Because both providers use the same LanguageModelSession API, switching between the two requires only swapping the model: argument in the session.

Technical Requirements and Installation

This package is currently in beta and targets the server-side language model API introduced in the OS 27 betas. The following requirements must be met:

  • Operating Systems: iOS 27, macOS 27, visionOS 27, or watchOS 27 (all in beta).
  • Development Tool: Xcode 27 (beta).
  • Authentication: A Claude API key from the Claude Console for development.

To install, developers add the ClaudeForFoundationModels package to their Package.swift or via Xcode's "Add Package Dependencies" menu, then import it alongside the FoundationModels framework.

Key Features and Implementation Details

Model Selection and Capabilities

Model identifiers are managed via the ClaudeModel enum. Constants like .opus4_8 (mapping to claude-opus-4-8) carry specific capabilities, ensuring the package only sends request fields that the model supports. This prevents hard errors caused by sending unsupported fields to the API.

Effort Levels

Developers can pin a specific effort level (low, medium, high, xhigh, max) using the fixedEffort: parameter. This takes precedence over the framework's general reasoning hints. While the framework's reasoning levels stop at "high," the fixedEffort parameter allows access to .xhigh and .max levels.

Structured Output and Streaming

  • Structured Output: By annotating a type with @Generable, developers can request structured outputs. If the chosen model does not support this capability, the package throws a LanguageModelError.unsupportedGenerationGuide error.

  • Streaming: The streamResponse(to:) method provides incremental responses. Each element returned is a cumulative snapshot of the response rather than a delta.

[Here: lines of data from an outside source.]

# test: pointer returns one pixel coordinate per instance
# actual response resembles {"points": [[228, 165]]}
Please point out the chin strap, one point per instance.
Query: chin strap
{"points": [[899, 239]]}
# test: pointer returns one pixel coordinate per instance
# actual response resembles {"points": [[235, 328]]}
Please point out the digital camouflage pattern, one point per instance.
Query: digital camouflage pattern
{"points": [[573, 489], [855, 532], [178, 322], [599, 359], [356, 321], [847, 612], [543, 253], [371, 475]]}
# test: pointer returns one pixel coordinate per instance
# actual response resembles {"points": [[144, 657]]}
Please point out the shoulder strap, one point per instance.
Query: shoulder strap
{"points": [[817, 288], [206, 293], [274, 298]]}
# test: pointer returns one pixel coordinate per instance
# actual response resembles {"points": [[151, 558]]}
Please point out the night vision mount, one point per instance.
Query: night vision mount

Tool Use: Client-side vs. Server-side

  • Client-side Tools: The framework's standard tools: array is used. The framework invokes these tools on the device when Claude requests them.

  • Server-side Tools: Tools such as web search and web fetch run on Anthropic's infrastructure. These are configured via ClaudeLanguageModel and surface in the transcript as ClaudeServerToolSegment custom segments.

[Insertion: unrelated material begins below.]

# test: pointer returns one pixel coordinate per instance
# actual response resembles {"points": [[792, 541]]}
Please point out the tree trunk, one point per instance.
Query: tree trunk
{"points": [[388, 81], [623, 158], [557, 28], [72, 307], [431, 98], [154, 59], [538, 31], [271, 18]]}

Authentication and Security

To prevent API key exposure in shipping binaries, Anthropic provides two authentication modes:

  1. API Key (Development): Used for rapid prototyping. Not recommended for production as keys are extractable from binaries.
  2. Proxy (Production): Requests are routed through a developer's own backend. The relay adds the Claude API credential server-side, ensuring the app ships no keys. Custom headers can be provided for the proxy to authorize the caller.

Error Handling and Limitations

The package maps Claude API errors to Apple's LanguageModelError cases. For example, HTTP 429 is mapped to .rateLimited and context-window overflow is mapped to .contextSizeExceeded.

Certain Messages API features are not available because they are not represented in Apple's protocol, including prompt caching controls (though caching is applied automatically), stop sequences, batch processing, and the token counting API.

Community Insights and Perspectives

Industry observers and developers have noted that this move represents a strategic shift by Apple to commoditize LLMs while maintaining control over the user experience and the hardware ecosystem.

This is Apple commoditizing LLMs while keeping control of the UX. They are a hardware company and will keep selling the best machine for AI use.

Other developers have expressed concerns regarding the deployment of API keys and the user experience of requiring users to provide their own keys. Some suggest that this abstraction layer is a long-term play by Apple to make it easier for developers to integrate their other cloud models as they improve their own on-device capabilities.

I think this is just Apple planning for their on-device models getting better... If developers use this for all their code calling an external LLM, then as Apple's model becomes more capable and covers more use cases it'll be easy to switch to it at individual call sites.